凭着胡少爷多年的风月经验,脑子里立刻就勾勒出一个波大腰细腿长的火辣果女。
咦咦咦,这是哪个好事着干的?明知道他都醉死过去了,还给他被窝里塞进这么一个辣妹?这不是浪费么。
不过也好,现在他酒醒了,睡饱了,浑身是劲。来一场晨间运动,抒发一下生活的压力,有益身心。
这么想着,电流就一阵淌过,身体也被激活。
他下意识的伸胳膊要去揽那辣妹,却不料那辣妹身材火爆,却很纤细,简直跟纸片人似的。
胡凤花哆嗦一下,脑子醒过来。
怎么回事?
触手可及之处依然是温香软玉似的肌肤,可怀抱里却有种空荡荡的感觉,但挤在手臂上的那两坨肉,却也是绵软饱满,销魂之极。
等一下,他这摸的到底是什么?不对,应该是摸得到底是谁?
胡凤花的手来来回回上上下下一阵摸,约摸越心惊肉跳。
他怎么觉得他这是在自摸?又不是打麻将,哪里来的自摸。
我靠!这TM就是在自摸。
天雷轰隆隆的劈下,把躺在被窝里的胡凤花蹭一下就给劈起来。
他这一跳,身上裹着的毛毯就跐溜一下滑落。清晨的冷空气一激,浑身的鸡皮疙瘩就起来,于是结结实实打了两个喷嚏。
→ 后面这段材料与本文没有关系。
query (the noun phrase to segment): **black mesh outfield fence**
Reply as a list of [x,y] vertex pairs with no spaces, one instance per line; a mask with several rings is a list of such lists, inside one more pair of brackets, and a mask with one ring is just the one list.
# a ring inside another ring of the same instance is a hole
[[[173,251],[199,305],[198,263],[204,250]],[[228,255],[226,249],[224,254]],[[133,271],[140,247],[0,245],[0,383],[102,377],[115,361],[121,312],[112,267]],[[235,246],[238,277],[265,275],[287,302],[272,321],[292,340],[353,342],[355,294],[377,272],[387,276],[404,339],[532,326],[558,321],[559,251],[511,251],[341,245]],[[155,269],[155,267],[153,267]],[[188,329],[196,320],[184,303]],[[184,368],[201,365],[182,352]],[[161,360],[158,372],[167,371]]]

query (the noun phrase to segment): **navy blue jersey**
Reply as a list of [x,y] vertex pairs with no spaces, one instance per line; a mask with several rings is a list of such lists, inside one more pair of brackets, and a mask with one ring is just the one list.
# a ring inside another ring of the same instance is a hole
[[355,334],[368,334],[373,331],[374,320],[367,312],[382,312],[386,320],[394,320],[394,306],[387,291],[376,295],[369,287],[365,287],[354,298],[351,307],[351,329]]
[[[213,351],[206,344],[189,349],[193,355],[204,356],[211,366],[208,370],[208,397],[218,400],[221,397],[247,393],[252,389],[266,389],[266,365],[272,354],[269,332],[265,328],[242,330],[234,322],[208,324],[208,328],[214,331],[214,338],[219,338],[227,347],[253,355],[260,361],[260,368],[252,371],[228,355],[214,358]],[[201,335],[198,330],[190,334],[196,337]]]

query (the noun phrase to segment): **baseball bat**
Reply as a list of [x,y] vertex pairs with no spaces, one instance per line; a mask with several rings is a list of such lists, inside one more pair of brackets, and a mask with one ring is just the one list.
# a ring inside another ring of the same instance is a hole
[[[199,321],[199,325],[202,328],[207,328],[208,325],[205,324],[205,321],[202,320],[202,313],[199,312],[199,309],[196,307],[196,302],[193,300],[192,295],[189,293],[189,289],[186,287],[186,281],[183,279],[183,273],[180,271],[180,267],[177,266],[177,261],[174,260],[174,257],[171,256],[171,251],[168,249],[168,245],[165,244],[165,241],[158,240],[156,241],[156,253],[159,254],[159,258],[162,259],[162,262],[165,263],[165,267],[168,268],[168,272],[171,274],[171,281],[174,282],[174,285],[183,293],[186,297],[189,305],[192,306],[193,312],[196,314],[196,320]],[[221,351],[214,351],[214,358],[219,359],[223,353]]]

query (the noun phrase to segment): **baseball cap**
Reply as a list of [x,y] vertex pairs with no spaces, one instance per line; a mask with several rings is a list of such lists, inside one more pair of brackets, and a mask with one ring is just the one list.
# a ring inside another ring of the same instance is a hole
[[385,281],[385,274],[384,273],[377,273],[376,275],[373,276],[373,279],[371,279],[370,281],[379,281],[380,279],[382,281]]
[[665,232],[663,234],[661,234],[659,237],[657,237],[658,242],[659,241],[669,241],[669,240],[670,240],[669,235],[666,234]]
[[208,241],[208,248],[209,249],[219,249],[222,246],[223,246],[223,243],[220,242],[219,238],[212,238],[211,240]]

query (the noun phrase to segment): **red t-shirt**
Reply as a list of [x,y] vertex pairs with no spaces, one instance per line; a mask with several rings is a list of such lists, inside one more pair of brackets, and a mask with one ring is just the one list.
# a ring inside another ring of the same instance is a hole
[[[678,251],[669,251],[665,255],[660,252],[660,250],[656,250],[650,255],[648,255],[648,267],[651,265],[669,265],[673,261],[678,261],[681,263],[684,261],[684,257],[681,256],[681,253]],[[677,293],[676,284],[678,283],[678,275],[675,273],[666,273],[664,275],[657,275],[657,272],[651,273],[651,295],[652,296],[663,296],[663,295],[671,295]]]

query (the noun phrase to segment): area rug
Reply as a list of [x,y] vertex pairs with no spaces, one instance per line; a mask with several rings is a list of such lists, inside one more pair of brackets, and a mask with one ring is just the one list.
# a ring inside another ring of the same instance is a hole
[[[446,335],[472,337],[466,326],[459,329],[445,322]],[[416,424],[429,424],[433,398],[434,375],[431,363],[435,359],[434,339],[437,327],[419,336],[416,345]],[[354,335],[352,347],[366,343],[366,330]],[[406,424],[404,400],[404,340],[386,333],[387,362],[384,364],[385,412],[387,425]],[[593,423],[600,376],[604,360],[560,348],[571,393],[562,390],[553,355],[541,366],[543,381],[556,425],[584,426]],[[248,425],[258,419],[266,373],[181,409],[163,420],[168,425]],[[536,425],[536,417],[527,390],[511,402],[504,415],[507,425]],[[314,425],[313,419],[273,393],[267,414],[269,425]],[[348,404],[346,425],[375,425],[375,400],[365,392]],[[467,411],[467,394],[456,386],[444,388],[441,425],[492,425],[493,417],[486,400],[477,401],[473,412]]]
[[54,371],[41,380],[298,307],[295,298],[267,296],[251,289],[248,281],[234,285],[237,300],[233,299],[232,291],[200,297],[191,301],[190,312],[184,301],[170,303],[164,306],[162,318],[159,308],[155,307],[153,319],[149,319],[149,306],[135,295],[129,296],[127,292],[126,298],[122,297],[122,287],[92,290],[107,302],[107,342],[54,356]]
被两个喷嚏震的头昏眼花的胡少爷伸手搓了搓自己的胳膊,低头一看,差点就晕过去。
这这这。。。。。。这都是些什么?
都是些什么?都是胡少爷平日里见惯了摸惯了的东西呗,只是以前长在别人的身上,现在却长在了他自己身上。
不对,这怎么会是他的身体?
他是一个老爷们,不是一个娘们。
胡凤花不敢置信,顾不得一身的鸡皮疙瘩,伸手捏住胸前的两坨使劲揉了一把。
哎哟,疼的。这就是长在它身上的,而且凭手感可以还是真货。
不对啊,这不对啊。
胸可以作假,技术好的整形师假的也能跟真的似的。
可这腰呢?
减肥,可以减肥,可以截肋骨。
那这屁股。。。。。。这又圆又翘跟水蜜桃似的屁股。。。。。。
好吧,屁股也可以作假。
那这个呢?
胡凤花的手一路往下摸,最后停在自己两腿之间。
这个怎么作假?
先别管这个怎么作假了,他原本那玩意呢?那标志着他胡凤花是个货真价实大老爷们的标志呢?
哪儿去了?
谁TM这么大胆,敢。。。。。。敢。。。。。。
胡少爷怒火万丈,可怎么也说不出那个“阉”字来,想想都觉得蛋疼。
靠,他哪儿还有蛋去蛋疼哟。
谁干的?他非拧下那混蛋的脑袋瓜当尿壶使。
胡少爷的晨间爱情动作片猛地变成了晨间惊悚恐怖片,吓得他失魂落魄,惊得他气喘吁吁,怒得他火冒三丈。他就跟受了气担了惊的野兽似的,瞪着眼红通通的,鼻子里吭哧吭哧冒粗气,转头乱看,试图找到他假想中的那个敌人,要拧人家的脑袋当夜壶。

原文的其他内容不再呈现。